Even small changes to “defaults” could boost pension funds at retirement by thousands of pounds.
Only one in five (19%) are ‘completely’ or ‘somewhat’ prepared in how they will fund their retirement.
Aviva calls on government and regulators to remove regulatory barriers to allow providers to deliver more effective support for those retiring in the 2050s, such as personalised guidance.
The potential impact of making small changes to the default pension choices could be significant. For example:
If typical defined contribution (DC) savers put an extra 2% of income into their pension from age 22, this could increase their total pot on retirement by £56,000 (25%).
If the same saver worked for an extra two years, this could increase the total pot size on retirement by nearly £19,000 (9%).
And, if they could secure a 1% higher rate of return on their fund, this could deliver an additional £57,000.
More than half of those on middle incomes due to retire in the 2050s – many of whom are likely to be triple defaulters [with default contribution levels, default investments, and a default retirement age] – have either never heard of, or know anything about their retirement options ; 6% think they would need less than £15,000 a year to achieve a minimum standard of living in retirement and nearly one in ten (9%) say that they would take their whole pension pot as cash at retirement, leaving them with the possibility of a large tax bill and a substantial risk that they will run out of money in later life . Overall, this lack of knowledge and understanding feeds directly into their savings decisions and explains why only one in five (19%) feel prepared in terms of how they will fund their retirement.

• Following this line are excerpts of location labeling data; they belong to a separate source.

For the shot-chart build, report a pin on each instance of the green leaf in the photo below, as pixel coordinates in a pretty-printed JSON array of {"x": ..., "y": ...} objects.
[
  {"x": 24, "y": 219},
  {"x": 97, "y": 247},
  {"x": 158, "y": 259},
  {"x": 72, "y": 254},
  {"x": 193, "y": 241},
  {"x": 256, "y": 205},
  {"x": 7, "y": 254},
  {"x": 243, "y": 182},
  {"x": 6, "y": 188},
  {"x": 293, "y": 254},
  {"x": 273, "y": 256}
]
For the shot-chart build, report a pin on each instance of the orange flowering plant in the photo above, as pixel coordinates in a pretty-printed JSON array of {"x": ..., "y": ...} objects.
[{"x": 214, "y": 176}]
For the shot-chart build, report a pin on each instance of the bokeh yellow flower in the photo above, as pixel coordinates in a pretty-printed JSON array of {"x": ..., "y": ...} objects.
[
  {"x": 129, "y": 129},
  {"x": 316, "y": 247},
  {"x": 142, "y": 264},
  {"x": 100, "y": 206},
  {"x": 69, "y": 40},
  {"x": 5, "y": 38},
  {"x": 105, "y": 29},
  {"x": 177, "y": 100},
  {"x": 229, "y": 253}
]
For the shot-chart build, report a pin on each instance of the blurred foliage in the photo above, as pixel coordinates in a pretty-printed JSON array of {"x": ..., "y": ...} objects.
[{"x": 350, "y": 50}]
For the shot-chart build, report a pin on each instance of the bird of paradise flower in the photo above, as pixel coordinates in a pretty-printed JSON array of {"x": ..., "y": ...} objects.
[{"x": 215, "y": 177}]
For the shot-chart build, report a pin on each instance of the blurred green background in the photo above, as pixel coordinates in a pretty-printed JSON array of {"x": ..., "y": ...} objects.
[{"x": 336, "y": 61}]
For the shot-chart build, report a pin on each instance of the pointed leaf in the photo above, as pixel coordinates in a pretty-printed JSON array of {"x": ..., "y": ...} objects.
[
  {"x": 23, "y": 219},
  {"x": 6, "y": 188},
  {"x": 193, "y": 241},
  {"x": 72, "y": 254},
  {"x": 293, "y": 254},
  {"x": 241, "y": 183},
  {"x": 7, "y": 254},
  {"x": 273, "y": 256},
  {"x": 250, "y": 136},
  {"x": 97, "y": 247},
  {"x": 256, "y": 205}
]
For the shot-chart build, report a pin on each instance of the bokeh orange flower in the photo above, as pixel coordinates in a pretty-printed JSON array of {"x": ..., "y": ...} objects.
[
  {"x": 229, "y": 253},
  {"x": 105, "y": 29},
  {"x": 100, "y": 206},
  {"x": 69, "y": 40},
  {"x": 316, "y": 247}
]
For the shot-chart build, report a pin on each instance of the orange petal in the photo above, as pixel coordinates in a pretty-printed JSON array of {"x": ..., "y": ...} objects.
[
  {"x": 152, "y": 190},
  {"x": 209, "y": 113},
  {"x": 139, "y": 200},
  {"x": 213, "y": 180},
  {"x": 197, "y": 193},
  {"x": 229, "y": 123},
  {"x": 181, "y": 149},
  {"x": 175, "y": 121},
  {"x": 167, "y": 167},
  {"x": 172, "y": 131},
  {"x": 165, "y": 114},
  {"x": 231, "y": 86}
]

Key to supporting this group will be the transformation of professional advice in the UK, such as introducing simplified and hybrid advice for defined contribution pensions.
In its report, Aviva calls for government to make advice work for this new mass-market by:
Setting a policy ambition that the majority of DC savers (particularly those likely to have more than £200,000 to manage) will get professional advice.
Focusing the current review of the advice framework on the measures needed to properly serve this new mass market.
Easing regulatory barriers to allow providers and other regulated entities to deliver more effective support, such as personalised guidance.
Just one in ten (10%) of those on middle incomes retiring in the 2050s have taken professional advice. This compares to nearly four in ten (37%) of the same group in the United States. This lack of action is echoed by those who have already retired, with nearly six in ten (58%) people who have retired in the UK in the last ten years saying that they “wish they had known more when they were younger about their pension needs now” .
Emma Douglas, Director of Workplace Savings & Retirement at Aviva says: “Default strategies and settings will meet the needs of a wide range of investors – with different ages, backgrounds, and income levels – and, for many, they can be the right choice. By their very nature, default investment strategies are designed to do the ‘heavy lifting’ for you, putting the investment decisions in the hands of the experts. But we also know that while defaults are essential, making small active changes to your pension, particularly increasing contribution levels, can have a significant impact.”
Aviva’s ‘Planning for retirement in the 2050s’ looks at the challenges being faced by the first cohort of retirees likely to leave work without the safety net of any defined benefit pension income. The report reveals that millions of those retiring in 2050 will have accumulated significant DC savings to fund their retirement years. But, for the most part, this will be through saving via auto-enrolment through their employer, and not because of proactive engagement with their pensions.
This inertia poses two key challenges for future retirees:
First, someone aged 32-40 today, who earns a median salary throughout their career and who contributes the current auto-enrolment legal minimum of 8% into their pension (from age 22) could retire with a pension fund of around £225,000 (in today’s value) when they reach retirement in the 2050s. Although significant, this still falls short of what is needed to achieve a ‘moderate’ standard of living in retirement, according to the PLSA Retirement Living Standards.
The second problem is that, because they are not proactively engaged, this cohort is highly likely to ‘set and forget’ their default choices around contribution levels, retirement age and investments, perhaps under the mistaken belief that this will be guaranteed to meet their retirement expectations. Facing complex decisions about how to make their money last throughout their retirement, most are also unlikely to be fully prepared to effectively manage this money without professional advice.